Why can't Theresa May just prosecute Abu Qatada in an open transparent court instead of deporting him to Jordan? The 'War on Terror' has granted her extraordinary powers for evidence gathering, as well as having special courts without a jury at her disposal. She can charge the accused without him ever knowing what the case or the evidence against him is. She can detain, tag, gag even rename him with impunity. She has powers that befit an Arthur Koestler novel, yet with all these tools at her disposal she can't make anything stick to the man described as 'Bin Laden's right hand man in Europe'. Is the evidence weak or is she simply incompetent? Why sully UK's human rights record further by deporting him to a country that practices torture? Ms. May doesn't need a judge to tell her that torture is evil, her conscience should do that.
Deporting Abu Qatada to Jordan undermines exactly the very same values that her colleague William Hague advocates for the UK:
"...in standing up for freedom, human rights and the rule of law ourselves, we must never use methods that undermine these things. As a democracy we must hold ourselves to the highest standards. This includes being absolutely clear that torture and mistreatment are repugnant, unacceptable and counter-productive. "
One wonders what will happen to Abu Qatada if he is sent to Jordan; a country where torturers according to Human Rights Watch, "enjoy near-total impunity" . In Jordan, as Amnesty international says , you don't need to be a member of AQ to be beaten or whipped, you just need to attend a peaceful demonstration.
It doesn't matter that Ms. May has high level assurances from her Jordanian counterparts that they won't use torture against Abu Qatada. Tony Blair got the same thing from his Algerian counterparts before deporting his Algerian terror suspects. It seems the Algerian government broke their word; Amnesty accused them of torturing the deportees. Let's not be naïve here; countries that have institutionalized torture are not suddenly going to change their tact, least of all with men allegedly linked to AQ. Eradicating attitudes and practices of torture takes years if not decades. High level assurances from governments who practice torture is not worth the paper their written on. If Abu Qatada is sent back Ms May could be an accomplice to torture; effectively putting a bullet to all those things that British democracy holds dear.
Alternatively Ms. May could use the UK's robust legal system that can deal with complicated cases like Abu Qatada's. Prosecute him under UK law and treat him like any other person suspected of committing a crime. Let the court proceedings be open and transparent. If he is found guilty send him to prison if not set him free. After all he has broken no law in the UK and is being held under immigration laws. His family have for a long time expressed a desire to leave the UK to a country other than Jordan due to the racist abuse they have suffered; it is only the Home Office that has refused to grant their request . It is the most simple, sensible, cost effective and above all just solution available.

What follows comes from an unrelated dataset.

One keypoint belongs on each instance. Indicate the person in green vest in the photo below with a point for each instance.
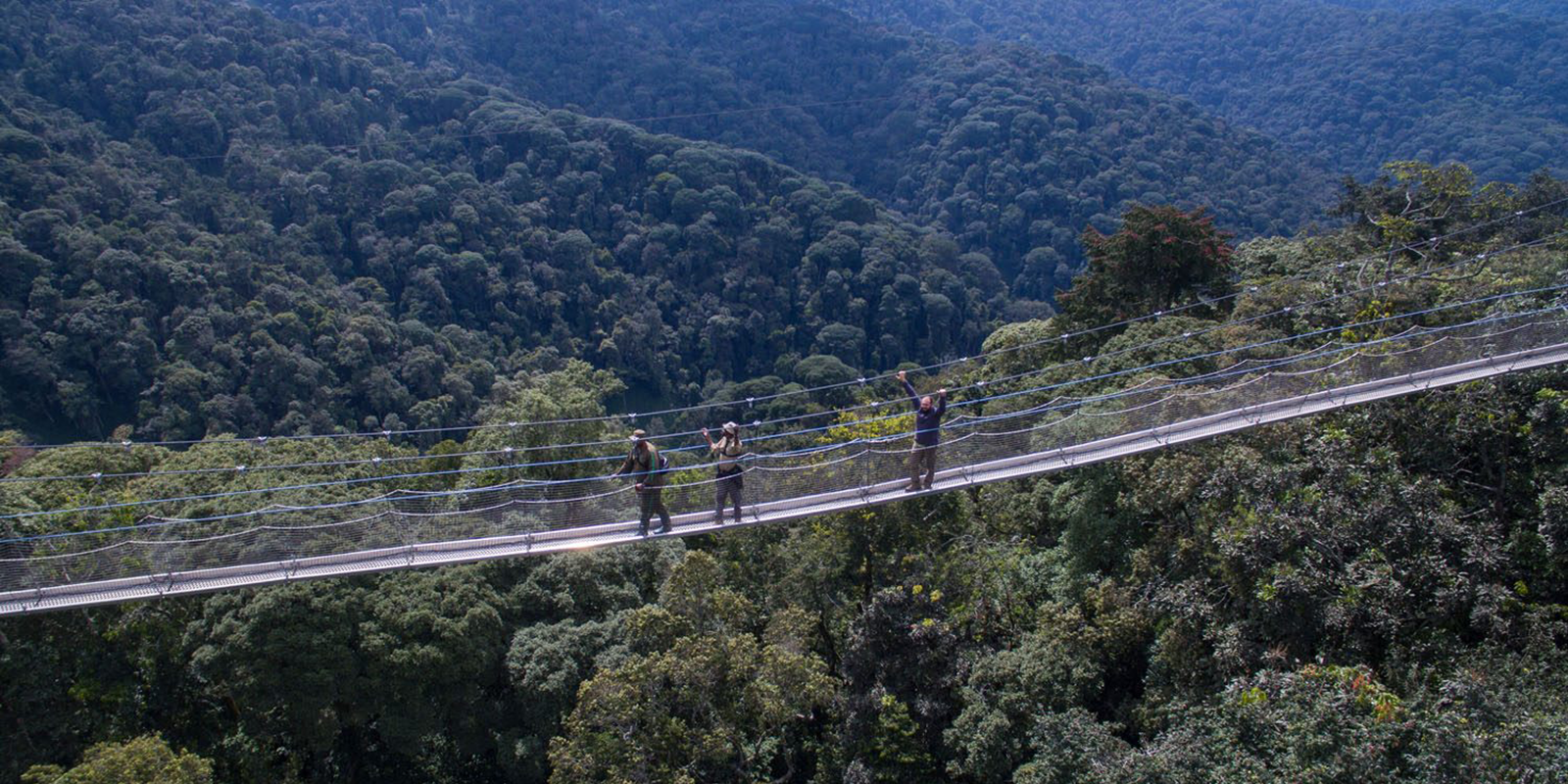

Failure to do this will reflect badly on the country that exported Habeas Corpus to the world. Failing to prosecute him in a British court and deporting him to Jordan will legitimize torture. It will encourage and justify a discourse of thinly veiled racism, and send out the message that here in the UK some people are more equal than others. When we deport Abu Qatada we undermine one of the checks that prevent us from becoming what we abhor in other countries. Ultimately the case of Abu Qatada is about who we want to be; a country that scapegoats, persecutes and plays political ping pong with people's lives, or a country that sets aside its prejudices and judges a man on the merits of the case. It's time to stop the witch hunt.